ARICHAT: A monument to Isle Madame’s golden age of sail reached a significant milestone recently.
Elected officials, current and former residents, and volunteers celebrated the 50th anniversary of LeNoir Forge Museum last Sunday afternoon in Arichat.
The original forge was constructed by brothers Simon and Thomas LeNoir around 1794. From there, it was part of a successful ship building enterprise which continued through the mid-1800s. In the later half of the 19th century, the LeNoir forge was used to train young men in blacksmithing skills. It was then used as a warehouse, icehouse, and a coal shed, among other uses.

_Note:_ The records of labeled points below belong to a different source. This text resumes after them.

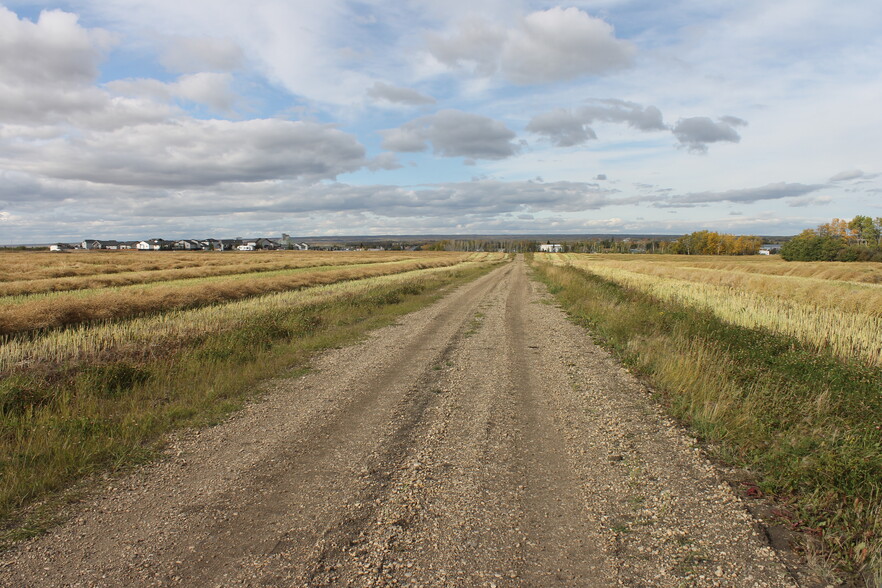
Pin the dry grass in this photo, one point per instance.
(806, 422)
(59, 311)
(154, 268)
(93, 398)
(146, 335)
(845, 317)
(860, 272)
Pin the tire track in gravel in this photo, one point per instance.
(484, 441)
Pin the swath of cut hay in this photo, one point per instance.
(844, 318)
(232, 264)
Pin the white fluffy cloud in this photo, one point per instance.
(453, 133)
(397, 95)
(190, 152)
(768, 192)
(546, 46)
(47, 67)
(200, 54)
(695, 133)
(566, 128)
(212, 89)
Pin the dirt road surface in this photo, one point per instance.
(483, 441)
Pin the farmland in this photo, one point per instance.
(778, 365)
(104, 352)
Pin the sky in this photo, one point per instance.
(135, 119)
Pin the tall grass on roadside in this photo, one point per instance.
(819, 319)
(236, 266)
(52, 312)
(145, 337)
(806, 421)
(69, 416)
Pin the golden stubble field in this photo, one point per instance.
(778, 365)
(830, 305)
(101, 353)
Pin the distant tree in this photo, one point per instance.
(859, 239)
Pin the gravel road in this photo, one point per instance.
(483, 441)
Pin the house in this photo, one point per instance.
(188, 244)
(266, 244)
(154, 245)
(99, 244)
(550, 247)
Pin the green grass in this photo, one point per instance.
(60, 426)
(808, 423)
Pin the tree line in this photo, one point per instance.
(859, 239)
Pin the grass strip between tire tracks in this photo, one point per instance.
(807, 423)
(63, 426)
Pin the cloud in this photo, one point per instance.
(200, 54)
(208, 88)
(768, 192)
(810, 201)
(547, 46)
(47, 67)
(853, 174)
(212, 89)
(53, 51)
(398, 95)
(695, 133)
(566, 128)
(562, 127)
(386, 161)
(453, 133)
(189, 152)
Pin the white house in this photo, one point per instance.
(551, 247)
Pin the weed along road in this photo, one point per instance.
(482, 441)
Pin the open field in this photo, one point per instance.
(96, 388)
(20, 314)
(482, 440)
(835, 309)
(778, 367)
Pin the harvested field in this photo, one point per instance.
(93, 377)
(21, 314)
(780, 373)
(832, 312)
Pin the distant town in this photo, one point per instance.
(238, 244)
(702, 242)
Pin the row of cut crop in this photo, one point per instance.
(112, 305)
(849, 335)
(238, 265)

By the mid 1900s, it had deteriorated to an unusable state, but in 1967 a centennial grant restored it to its past glory. From there, the museum was taken over by the Isle Madame Historical Society (IMHS), with historian Marshall Bourinot serving as its long-time curator. In the late 1990s, the site was upgraded to add a boat born and three fish shanties. The former Irving Oil garage on the property was also renovated, to be later dubbed the Lorenzo Building, in honour of Lorenzo Boudreau, who owned the garage and was a well-known local historian.

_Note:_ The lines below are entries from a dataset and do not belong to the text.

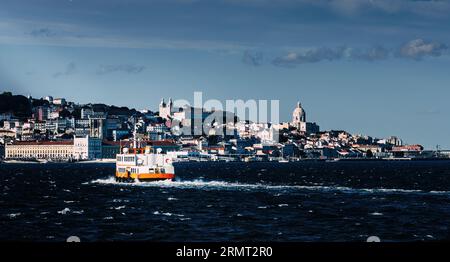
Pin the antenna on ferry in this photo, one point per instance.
(134, 136)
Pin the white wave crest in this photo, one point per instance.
(222, 185)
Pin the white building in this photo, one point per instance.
(165, 110)
(85, 148)
(56, 150)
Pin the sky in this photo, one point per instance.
(370, 67)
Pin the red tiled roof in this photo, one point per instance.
(32, 143)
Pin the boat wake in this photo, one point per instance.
(223, 185)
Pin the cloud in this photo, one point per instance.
(42, 32)
(313, 55)
(419, 48)
(70, 69)
(125, 68)
(415, 49)
(372, 54)
(252, 58)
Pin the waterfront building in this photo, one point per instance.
(299, 117)
(6, 116)
(59, 101)
(2, 151)
(85, 148)
(55, 150)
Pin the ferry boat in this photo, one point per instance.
(143, 164)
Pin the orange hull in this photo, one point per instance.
(144, 177)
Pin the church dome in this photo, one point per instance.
(299, 114)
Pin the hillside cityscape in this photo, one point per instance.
(54, 129)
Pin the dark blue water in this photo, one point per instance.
(306, 201)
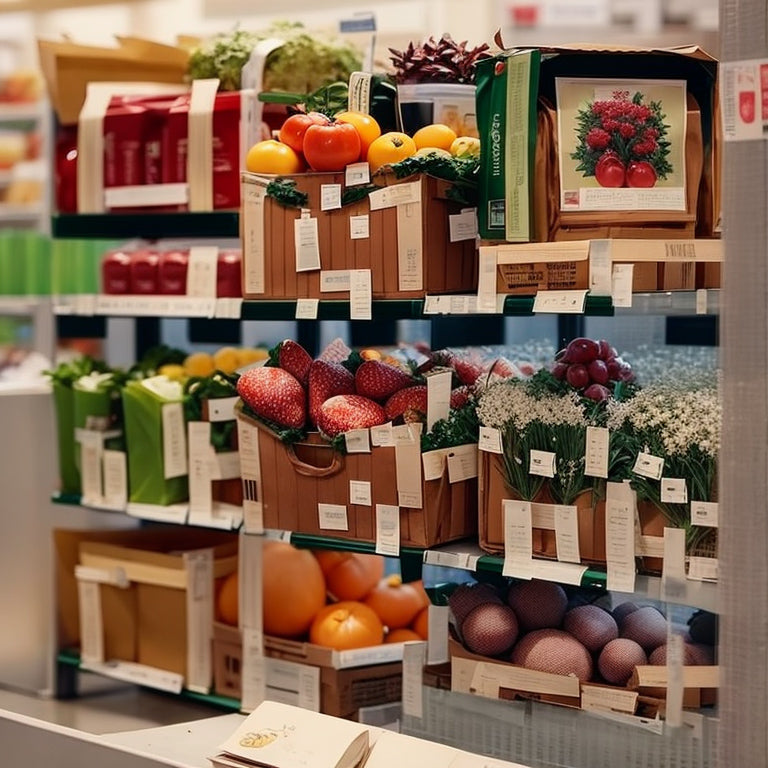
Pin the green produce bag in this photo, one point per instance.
(507, 87)
(69, 474)
(97, 406)
(155, 435)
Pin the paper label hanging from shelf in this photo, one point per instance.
(518, 539)
(306, 309)
(490, 440)
(330, 197)
(201, 271)
(620, 537)
(360, 294)
(359, 227)
(705, 513)
(388, 530)
(596, 457)
(332, 517)
(307, 244)
(600, 282)
(174, 441)
(360, 492)
(567, 533)
(254, 196)
(199, 569)
(410, 258)
(414, 659)
(115, 469)
(621, 284)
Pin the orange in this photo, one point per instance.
(271, 156)
(389, 148)
(366, 126)
(227, 601)
(435, 135)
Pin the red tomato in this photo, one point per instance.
(610, 172)
(641, 173)
(331, 147)
(293, 129)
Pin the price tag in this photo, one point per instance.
(567, 533)
(560, 302)
(437, 631)
(620, 537)
(490, 440)
(306, 309)
(174, 441)
(357, 441)
(332, 517)
(201, 271)
(438, 397)
(388, 530)
(462, 463)
(463, 226)
(647, 465)
(359, 227)
(674, 490)
(330, 197)
(600, 283)
(382, 436)
(705, 513)
(673, 571)
(621, 281)
(414, 658)
(518, 539)
(360, 492)
(306, 244)
(360, 294)
(596, 458)
(356, 174)
(542, 463)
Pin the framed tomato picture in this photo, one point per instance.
(622, 144)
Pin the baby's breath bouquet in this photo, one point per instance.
(679, 422)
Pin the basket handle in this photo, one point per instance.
(308, 470)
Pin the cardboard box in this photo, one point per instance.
(342, 691)
(645, 693)
(492, 490)
(68, 68)
(125, 596)
(408, 248)
(302, 479)
(528, 79)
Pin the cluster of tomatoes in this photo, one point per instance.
(319, 143)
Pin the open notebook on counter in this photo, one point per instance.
(279, 735)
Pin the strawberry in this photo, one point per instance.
(410, 403)
(344, 412)
(274, 394)
(292, 357)
(378, 380)
(327, 379)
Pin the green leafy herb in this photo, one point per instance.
(284, 192)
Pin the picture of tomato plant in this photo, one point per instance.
(622, 141)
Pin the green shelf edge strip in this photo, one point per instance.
(72, 659)
(409, 555)
(151, 226)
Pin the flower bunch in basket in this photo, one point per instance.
(678, 422)
(622, 141)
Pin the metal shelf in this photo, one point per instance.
(149, 226)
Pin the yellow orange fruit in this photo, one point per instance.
(366, 126)
(436, 135)
(199, 364)
(272, 156)
(391, 147)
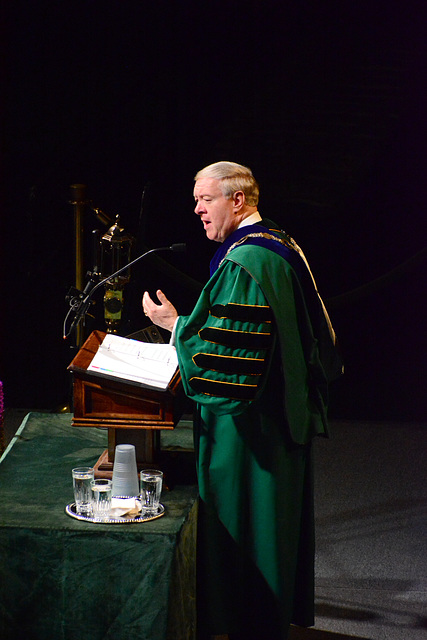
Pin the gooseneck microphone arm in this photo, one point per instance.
(81, 305)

IMHS member Anne Leavitt noted that the while the rebuilding of the forge in 1967 was a project to celebrate Canada’s 100th birthday, the forge itself significantly pre-dates confederation.
“The forge sits as a constant physical reminder that one of the things that was celebrated on this spot 50 years ago was that Isle Madame’s history predates Canada’s by a long time,” Leavitt told the crowd at last Sunday’s event. “And people 50 years ago took that history seriously and wanted it preserved.”
Leavitt pointed to the efforts of community leaders like Marshall Bourinot, Harold LeBrun, Emile Benoit, and Cites Babin in making the museum a reality.
“Fifty years ago, the people who gave us the forge were committed to preserving these stories,” Leavitt noted. “They were also committed to preserving the treasury of stories of Isle Madame itself. They knew that researching, enriching, preserving, and commemorating that treasury would make demands on people’s time and talents, and certainly on their wallets. But, forgive the pun, they forged ahead anyway.
“Let’s not disappoint them, but make sure that we continue to treasure what they gave us and pass it on, just as they did for us.”
The celebration kicked-off with demonstrations from members of the Maritime Blacksmithing Association, as well as from Arichat resident Richard Boudreau, who has been volunteering as a blacksmith at the museum for a decade.
As the afternoon progressed, O Canada was sung in both official languages by Jocelyn Boudreau, accompanied by the raising of the flag since the event also commemorated Canada 150.
Cape Breton-Richmond MLA Alana Paon and Richmond Warden Brian Marchand passed along their congratulationse. With the ceremony taking place days after the passing of former federal cabinet minister and Member of Parliament Allan J. MacEachen, the assembled crowd observed a moment of silence in his honour.
In addition to musical entertainment, birthday cake, food, and refreshments, there was a display in the fish shanties which included footage from a home movie of the 1967 ribbon-cutting, as well as several pictures chronicling the renovation process, which started in the mid-1960s.
On behalf of the IMHS, Leavitt thanked Susan Marchand-Terrio; IMHS board members; the Beaton Institute; the family of J.H. LeBrun; Telile; the Municipality of Richmond County; St. Joseph’s Credit Union; the Community Foundation of Nova Scotia; Boudreau’s Fuels; and the Wagmatcook Centre.